Depistage cancer colon tests are undertaken to look for precancer or cancer in the colon and rectum, even before the patient notices any symptoms. Colorectal cancer, if detected in its early stages, can be easily treated and is completely curable. This is why it is highly recommended to undertake regular colon cancer screening tests in reputed private gastroscopy clinics for all adults. A colonoscopy exam is something you might be quite familiar with. However, the fact of the matter is that there are different other methods for colorectal cancer screening, and this is exactly what we will be discussing here. So, let’s start.
The different types of cancer colon screening methods
- Colonoscopy: During a colonoscopy, the gastroenterologist in a private gastroscopy clinic will carefully observe the inside of the large intestine, i.e., the colon, and look for possible signs of colon cancer. They often look for polyps, which are abnormal growths that eventually become cancer. The doctor will insert a thin, flexible tube having a camera and light attached on one end, known as a colonoscope, into your rectum, through a colonoscope. If your doctor happens to find any polyps, they will remove them and send them to a lab for further testing. Once the test results are in, it can be found whether the polyp is benign or malignant.
- Computed Tomography (CT) Colonography: CT colonography, a.k.a. virtual colonography, employs CT technology to produce multiple cross-sectional images of the intestinal tract. These images are then transferred into a computer and combined to produce comprehensive images of the entire colon length. The doctor then uses these images to identify abnormal tissues, or polyps, which can be precancerous or cancerous.
The colon is sometimes air inflated to capture minute defects in the wall. This is executed by inserting a small tube into the rectum. Here you should note that this is strictly a diagnostic exam and not a therapeutic one. What that means is that this test can be used to identify lesions such as cancers or polyps but cannot eradicate them. If any abnormal lesions are found, you have to undertake a colonoscopy exam for tissue sampling or removal.
- Flexible sigmoidoscopy: This is typically a limited colonoscopy. In this depistage cancer colon method, the same equipment is employed as with a colonoscopy. The only difference is that here only the colon’s left side is examined. The good thing is that this method carries fewer risks than colonoscopy, is less invasive, and can be undertaken without sedation. And just like a colonoscopy, biopsies or polyp removal can be performed during the exam.
- Stool tests: Stool tests can also be performed to test hidden blood in the stool. This test can only detect the presence of blood but cannot identify which intestinal part is bleeding. Since polyps or colon cancers often bleed, you can undertaker this test to detect a possible problem. Here you should bear in mind that this test cannot be called a replacement for a regular colonoscopy. However, if blood is detected, the doctor might recommend a colonoscopy for further testing.
- Faecal Occult Blood Test (FOBT): This test detects blood in the stool that cannot be seen by mere observation of the sample. To undertake this test, you have to collect a stool sample at home. The sample is then tested in a lab where certain substances are used to change the fecal color and thus detect blood in it. There are mainly two types of fecal occult blood tests:
- Guaiac FOBT: In guaiac FOBT testing, a certain chemical is used to detect the presence of hemoglobin, which is typically a protein found in RBCs, known as heme.
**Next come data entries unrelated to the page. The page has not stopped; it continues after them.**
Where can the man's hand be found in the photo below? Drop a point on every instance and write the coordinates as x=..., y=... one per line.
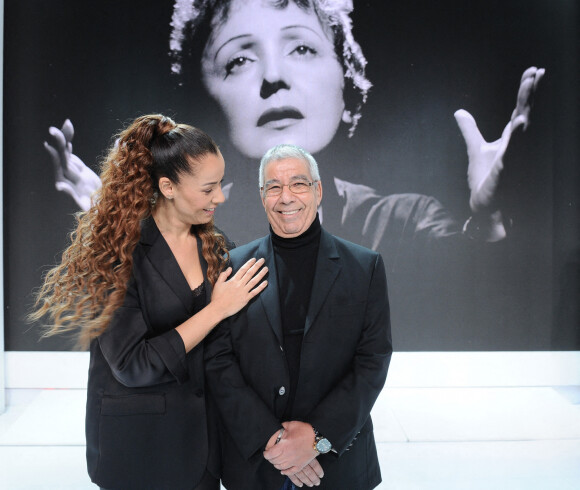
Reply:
x=310, y=475
x=486, y=159
x=295, y=450
x=71, y=174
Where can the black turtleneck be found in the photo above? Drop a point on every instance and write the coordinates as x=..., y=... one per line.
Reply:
x=295, y=266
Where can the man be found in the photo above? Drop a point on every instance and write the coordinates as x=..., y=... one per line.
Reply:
x=296, y=373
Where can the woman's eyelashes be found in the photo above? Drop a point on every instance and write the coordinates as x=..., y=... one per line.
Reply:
x=241, y=61
x=303, y=50
x=238, y=63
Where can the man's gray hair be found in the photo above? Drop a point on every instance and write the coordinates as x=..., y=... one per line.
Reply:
x=281, y=152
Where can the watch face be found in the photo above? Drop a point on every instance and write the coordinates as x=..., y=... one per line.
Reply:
x=323, y=445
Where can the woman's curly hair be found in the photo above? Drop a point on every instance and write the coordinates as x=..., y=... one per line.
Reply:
x=81, y=294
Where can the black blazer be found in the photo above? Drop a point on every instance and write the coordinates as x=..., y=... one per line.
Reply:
x=147, y=420
x=345, y=356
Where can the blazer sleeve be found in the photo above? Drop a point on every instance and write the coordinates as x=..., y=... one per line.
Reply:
x=247, y=418
x=134, y=356
x=341, y=414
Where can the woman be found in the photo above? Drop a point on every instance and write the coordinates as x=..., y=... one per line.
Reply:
x=290, y=71
x=143, y=282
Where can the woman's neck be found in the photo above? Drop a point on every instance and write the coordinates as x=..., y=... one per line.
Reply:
x=168, y=223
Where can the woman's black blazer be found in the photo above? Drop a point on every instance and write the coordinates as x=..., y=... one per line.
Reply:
x=147, y=423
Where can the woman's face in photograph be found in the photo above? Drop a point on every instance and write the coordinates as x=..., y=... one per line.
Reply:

If you are advised this test in a private gastroscopy clinic, you will have to follow a specific diet for a few days before the sample collection. This is because certain foods contain heme and can give wrong results.
- Fecal immunochemical test (FIT): FIT testing employs certain proteins, called antibodies, that react with human hemoglobin in the stool. This test does not call for any dietary restrictions. This test only detects the presence of human blood and thus is much more accurate than the Guaiac FOBT test.
The Bottom Line
The type of screening test your doctor will recommend will largely depend on your family and medical history. Each test has its own set of accuracy and risks involved. You will be flabbergasted to know that colon cancer is the second leading cause of cancer death in America, and every year around 45,000 people succumb to this disease. However, the good thing about this terrible disease is that it can be prevented and cured by undertaking depistage cancer colon.
If the thought of colonoscopy prevents you from colon cancer screening, you can always ask your doctor in a private gastroscopy clinic about alternative screening options, as aforementioned. After all, any screening is better than no screening at all. Visit any good private gastroscopyclinic and get yourself screened today.